Groups that work with Sorghum producers on the South Plains tell EverythingLubbock.com that this week, sugar cane aphids descended upon the sorghum crops in counties across the region. These tiny insects are a new and potentially problematic pest for Texas sorghum farmers.
“It is out of this world how quickly they can reproduce and spread through a field,” explained Katelyn Kowles, Texas A&M Agrilife Extension Agent of Integrated Pest Management for Lubbock and Crosby counties.
The aphids, which were seen last year on South Plains sorghum crops as well, are being reported this week by producers in the area. These tiny insects have massive reproductive capabilities. They cover entire sorghum leaves with numbers well into the thousands, leaving behind a sticky residue which makes the plants impossible to harvest and drains them of their nutrients.
“So they went from barely there to ‘Oh my God’ we have aphids in a just about three days,” Kowles explained of the numbers this year. “So these aphids are capable of extraordinary reproductive growth, they’re all females and they’re all clones of each other and they reproduce asexually and they’re actually born pregnant.”
Once born these aphids can then reproduce in three to five days, allowing them to spread prolifically over sorghum crops. Kowles explained that there’s still that farmers and scientists don’t know about the biology of these aphids.

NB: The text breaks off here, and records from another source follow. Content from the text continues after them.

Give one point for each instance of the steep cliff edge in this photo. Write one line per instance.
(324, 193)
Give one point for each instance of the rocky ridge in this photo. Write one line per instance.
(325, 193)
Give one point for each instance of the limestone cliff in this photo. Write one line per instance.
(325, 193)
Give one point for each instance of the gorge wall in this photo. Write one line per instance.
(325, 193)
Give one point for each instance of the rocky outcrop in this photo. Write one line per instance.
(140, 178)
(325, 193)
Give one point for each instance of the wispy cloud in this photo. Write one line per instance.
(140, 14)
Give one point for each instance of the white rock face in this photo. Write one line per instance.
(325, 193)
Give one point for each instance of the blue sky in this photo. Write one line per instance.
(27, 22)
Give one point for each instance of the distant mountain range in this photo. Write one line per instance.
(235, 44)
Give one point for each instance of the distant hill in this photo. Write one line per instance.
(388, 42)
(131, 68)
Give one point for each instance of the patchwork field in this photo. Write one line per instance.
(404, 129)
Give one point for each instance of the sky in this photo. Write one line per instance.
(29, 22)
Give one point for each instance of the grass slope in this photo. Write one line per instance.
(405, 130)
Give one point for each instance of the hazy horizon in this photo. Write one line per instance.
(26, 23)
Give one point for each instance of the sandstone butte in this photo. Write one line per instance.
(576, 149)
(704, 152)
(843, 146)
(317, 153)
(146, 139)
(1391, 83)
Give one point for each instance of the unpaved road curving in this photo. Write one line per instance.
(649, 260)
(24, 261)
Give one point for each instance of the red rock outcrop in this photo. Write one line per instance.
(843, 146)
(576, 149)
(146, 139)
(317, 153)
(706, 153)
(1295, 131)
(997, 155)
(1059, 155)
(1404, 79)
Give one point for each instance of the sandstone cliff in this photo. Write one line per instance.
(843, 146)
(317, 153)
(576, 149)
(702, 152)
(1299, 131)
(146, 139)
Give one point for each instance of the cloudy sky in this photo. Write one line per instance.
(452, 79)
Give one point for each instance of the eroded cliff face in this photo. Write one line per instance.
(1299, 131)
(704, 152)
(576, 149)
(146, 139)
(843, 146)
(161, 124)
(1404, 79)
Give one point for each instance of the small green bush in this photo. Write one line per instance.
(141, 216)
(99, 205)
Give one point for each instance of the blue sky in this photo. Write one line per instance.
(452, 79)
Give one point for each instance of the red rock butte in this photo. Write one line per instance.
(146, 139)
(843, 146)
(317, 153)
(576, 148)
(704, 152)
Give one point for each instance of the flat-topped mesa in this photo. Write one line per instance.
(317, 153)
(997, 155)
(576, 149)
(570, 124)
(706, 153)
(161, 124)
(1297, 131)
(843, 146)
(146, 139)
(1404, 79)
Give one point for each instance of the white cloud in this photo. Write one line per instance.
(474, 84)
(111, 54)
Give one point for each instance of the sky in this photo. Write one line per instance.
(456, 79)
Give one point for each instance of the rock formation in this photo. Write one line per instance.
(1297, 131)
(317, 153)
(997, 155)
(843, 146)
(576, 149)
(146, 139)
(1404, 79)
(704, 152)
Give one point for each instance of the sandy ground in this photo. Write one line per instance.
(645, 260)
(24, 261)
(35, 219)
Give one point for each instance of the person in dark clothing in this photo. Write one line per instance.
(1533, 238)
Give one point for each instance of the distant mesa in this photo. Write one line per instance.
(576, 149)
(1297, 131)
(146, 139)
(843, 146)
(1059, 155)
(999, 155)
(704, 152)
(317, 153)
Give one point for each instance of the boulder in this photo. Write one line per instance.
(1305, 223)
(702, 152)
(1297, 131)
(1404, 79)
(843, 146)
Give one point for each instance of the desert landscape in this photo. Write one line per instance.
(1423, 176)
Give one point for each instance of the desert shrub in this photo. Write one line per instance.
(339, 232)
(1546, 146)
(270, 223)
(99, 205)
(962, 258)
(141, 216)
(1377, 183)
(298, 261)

“I was in a field in East Lubbock on Friday, I called the producer and said, ‘Your field’s looking good, no need to spray, beneficials ( ladybugs, lacewings and other predators) are doing their jobs, I will scout early next week and let you know what’s going on,’ Kowles said Thursday. “I called him on Monday and I said, ‘You need to spray right now, you need to get out here, you’ve reached threshold I’m seeing colonies of in the thousands on a single leaf.'”
Kowles explained that while some aphid colonies are highly visible, some are more hidden. She recommended checking for aphids by cutting part of the plant off, then turning it upside down to see the undersides of the leaves.
Tim Lust, CEO for National Sorghum Producers, has also been hearing reports of these aphids from producers in the past week. With over two decades of experience in the sorghum industry, he attests: these aphids really haven’t been a threat for Texas sorghum until the last three years.
“Certainly this is a new insect for our industry so it is concerning to our growers,” Lust said. “The bad news the insect moved north earlier this year, the good news is populations in this area have been low. Certainly this week, we’re starting to see increases so it’s gonna be important that growers are in their field observing to see if they have the insect.”
He said that sorghum farmers on the High Plains don’t have problems farming with most of the insects around, but these aphids present a new issue.
Thanks to research and work with chemical companies, Lust feels the sorghum community will be more prepared for the aphids this year.
“We know a lot more this year, we’re ready to go out and treat the crop if they need to, we just need to make sure that producers are aware and on top of it,” he said.
Kowles recommends that producers look into chemicals that can help protect their crops, but she said that only a few chemicals will strike the right balance of killing the aphids while keeping predators, like ladybugs, alive.